Poetry, Zen Buddhism, the daily practice of Zazen meditation, have been for Snyder the key elements that have allowed the development of a new ethic, a new aesthetic and, therefore, a new way of life. Gary Snyder is a wise intellectual, a poet embarked on the quest for silence through words, in a world in which everything is constantly flowing, a constant search, with life and work always marching hand in hand, in unison. It is difficult to single out one title among all his philosophical-poetic work, but we choose La isla de la tortuga/Turtle Island* (the collection of poems that won the Pulitzer Prize for poetry in 1975) and his collection of essays La práctica de lo salvaje/The Practice of the Wild* (a book of philosophy, in which there is no concept that is not based on an experience, a trip or a path).
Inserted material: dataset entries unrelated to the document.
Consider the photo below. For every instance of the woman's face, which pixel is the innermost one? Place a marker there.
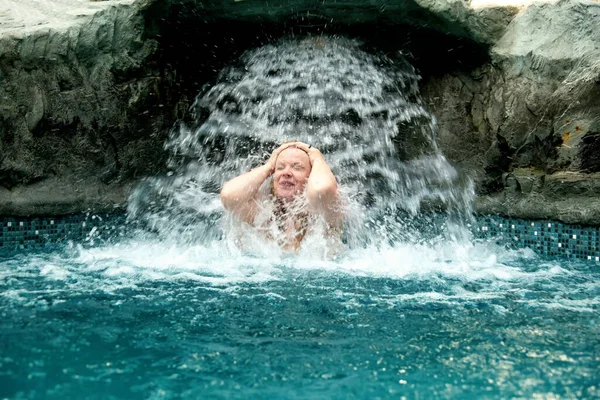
(291, 173)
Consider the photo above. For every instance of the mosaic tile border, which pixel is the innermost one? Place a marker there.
(545, 237)
(21, 233)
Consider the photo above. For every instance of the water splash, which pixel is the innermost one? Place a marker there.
(362, 110)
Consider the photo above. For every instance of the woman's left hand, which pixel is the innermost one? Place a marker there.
(313, 153)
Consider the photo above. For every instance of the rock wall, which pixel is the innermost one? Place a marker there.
(80, 105)
(526, 125)
(89, 90)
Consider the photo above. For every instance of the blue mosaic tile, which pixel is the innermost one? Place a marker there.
(545, 237)
(19, 233)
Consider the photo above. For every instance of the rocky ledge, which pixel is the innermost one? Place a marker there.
(90, 89)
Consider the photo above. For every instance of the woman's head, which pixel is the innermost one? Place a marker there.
(292, 169)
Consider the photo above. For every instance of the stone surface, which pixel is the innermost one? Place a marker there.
(78, 105)
(534, 106)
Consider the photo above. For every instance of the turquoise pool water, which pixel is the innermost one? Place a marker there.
(146, 320)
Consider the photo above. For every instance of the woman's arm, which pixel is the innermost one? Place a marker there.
(321, 188)
(239, 194)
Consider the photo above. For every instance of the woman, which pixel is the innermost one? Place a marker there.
(303, 190)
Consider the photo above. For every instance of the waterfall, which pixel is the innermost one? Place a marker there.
(362, 110)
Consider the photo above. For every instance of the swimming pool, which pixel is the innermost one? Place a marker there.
(149, 319)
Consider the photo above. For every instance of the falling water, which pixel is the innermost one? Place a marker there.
(364, 113)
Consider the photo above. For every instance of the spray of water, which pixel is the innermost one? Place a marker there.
(363, 111)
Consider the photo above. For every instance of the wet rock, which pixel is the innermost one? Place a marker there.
(80, 92)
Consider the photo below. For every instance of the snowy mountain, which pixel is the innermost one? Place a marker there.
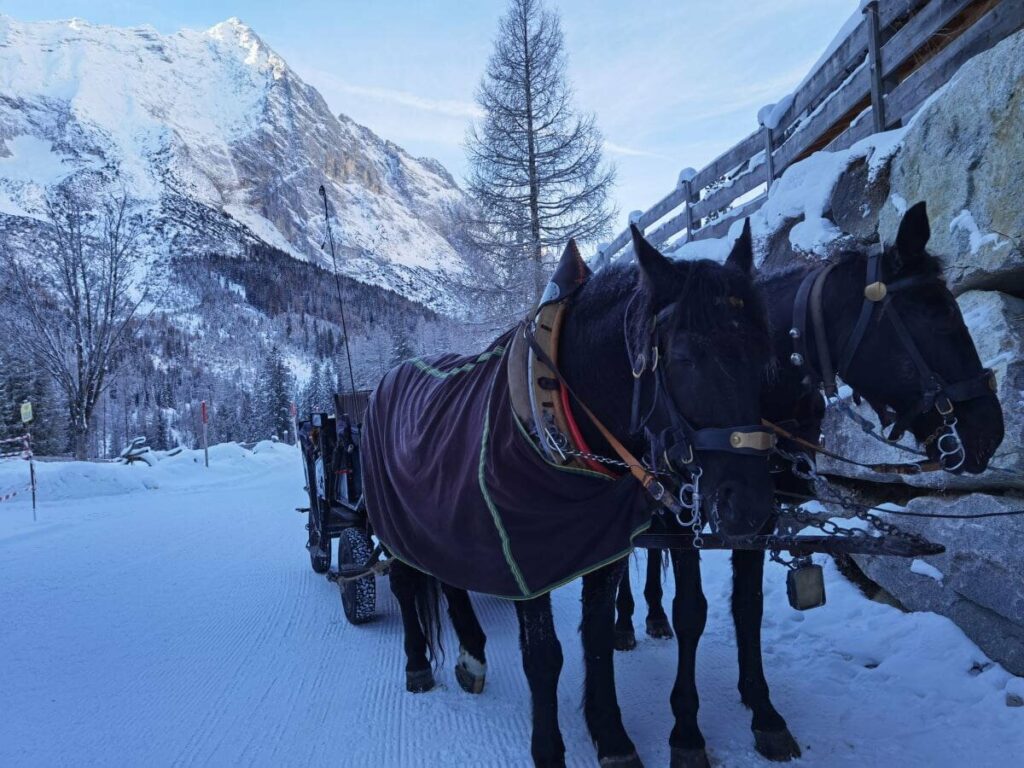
(227, 146)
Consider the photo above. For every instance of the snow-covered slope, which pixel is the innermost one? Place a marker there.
(225, 142)
(168, 615)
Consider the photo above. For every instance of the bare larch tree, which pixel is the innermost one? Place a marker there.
(536, 167)
(72, 300)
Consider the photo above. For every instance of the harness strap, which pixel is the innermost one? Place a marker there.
(647, 479)
(889, 469)
(820, 336)
(866, 310)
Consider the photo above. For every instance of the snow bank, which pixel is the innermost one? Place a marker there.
(62, 485)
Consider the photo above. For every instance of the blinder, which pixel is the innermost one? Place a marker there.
(681, 443)
(936, 392)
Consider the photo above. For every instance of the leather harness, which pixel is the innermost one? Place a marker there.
(541, 398)
(936, 392)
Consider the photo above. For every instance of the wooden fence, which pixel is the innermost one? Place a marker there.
(899, 53)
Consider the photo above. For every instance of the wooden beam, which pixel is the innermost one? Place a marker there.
(721, 198)
(720, 226)
(875, 67)
(999, 23)
(839, 107)
(739, 154)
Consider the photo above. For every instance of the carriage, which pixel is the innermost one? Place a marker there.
(330, 444)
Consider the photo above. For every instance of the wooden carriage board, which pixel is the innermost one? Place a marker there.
(455, 486)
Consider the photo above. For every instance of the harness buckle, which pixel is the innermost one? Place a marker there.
(642, 360)
(876, 291)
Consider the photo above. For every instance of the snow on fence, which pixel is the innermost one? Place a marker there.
(882, 67)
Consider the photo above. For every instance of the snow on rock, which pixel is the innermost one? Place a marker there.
(214, 126)
(927, 569)
(964, 155)
(182, 624)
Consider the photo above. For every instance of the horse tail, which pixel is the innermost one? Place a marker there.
(428, 609)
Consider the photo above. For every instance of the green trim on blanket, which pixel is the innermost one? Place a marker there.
(463, 369)
(496, 516)
(592, 568)
(563, 468)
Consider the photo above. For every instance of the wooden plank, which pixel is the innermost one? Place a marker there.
(905, 43)
(673, 226)
(740, 153)
(671, 201)
(721, 198)
(667, 204)
(999, 23)
(841, 103)
(827, 78)
(857, 130)
(720, 226)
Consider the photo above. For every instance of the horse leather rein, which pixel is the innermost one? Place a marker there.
(744, 439)
(878, 298)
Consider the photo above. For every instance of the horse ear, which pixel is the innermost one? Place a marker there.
(912, 236)
(655, 268)
(741, 256)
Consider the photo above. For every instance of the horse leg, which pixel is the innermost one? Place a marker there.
(542, 660)
(689, 614)
(600, 704)
(471, 669)
(626, 638)
(771, 736)
(657, 622)
(404, 583)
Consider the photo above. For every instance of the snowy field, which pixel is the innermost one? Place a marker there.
(168, 615)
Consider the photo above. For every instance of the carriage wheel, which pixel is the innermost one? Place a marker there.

Two works that serve to take us on a path of initiation, with a mixture of ingenuity and intellectual rigor, with silence as a traveling companion.
The best conclusion to this brief article, in Gary Snyder's own words, is found in the lines of his poem Para los niños/For the Children:
Para los niños
Las altas colinas, las cuestas,
de estadísticas
están ante nosotros.
la subida escarpada
de todo, sube,
sube, mientras todos nosotros
bajamos.
El siglo que viene
o el siguiente,
dicen,
habrá valles, pastos,
nos podemos encontrar allí en paz
si llegamos.
Para subir estas cumbres venideras
una palabra para ti, para
ti y para tus hijos;
estad juntos
aprended las flores
id ligeros
For the Children
The rising hills, the slopes,
of statistics
lie before us.
the steep climb
of everything, going up,
up, as we all
go down.
In the next century
or the one beyond that,
they say,
are valleys, pastures,
we can meet there in peace
if we make it.
To climb these coming crests
one word to you, to
you and your children:
stay together
learn the flowers
go light
La isla de la tortuga/Turtle Island, Edición bilingüe, Ed. Kriller71, Trad. J.L. Regojo, Barcelona 2017.
La práctica de lo salvaje, Ed. Varasek, Trad. Nacho Fdez. Rocafort y J.L. Regojo, Madrid 2016.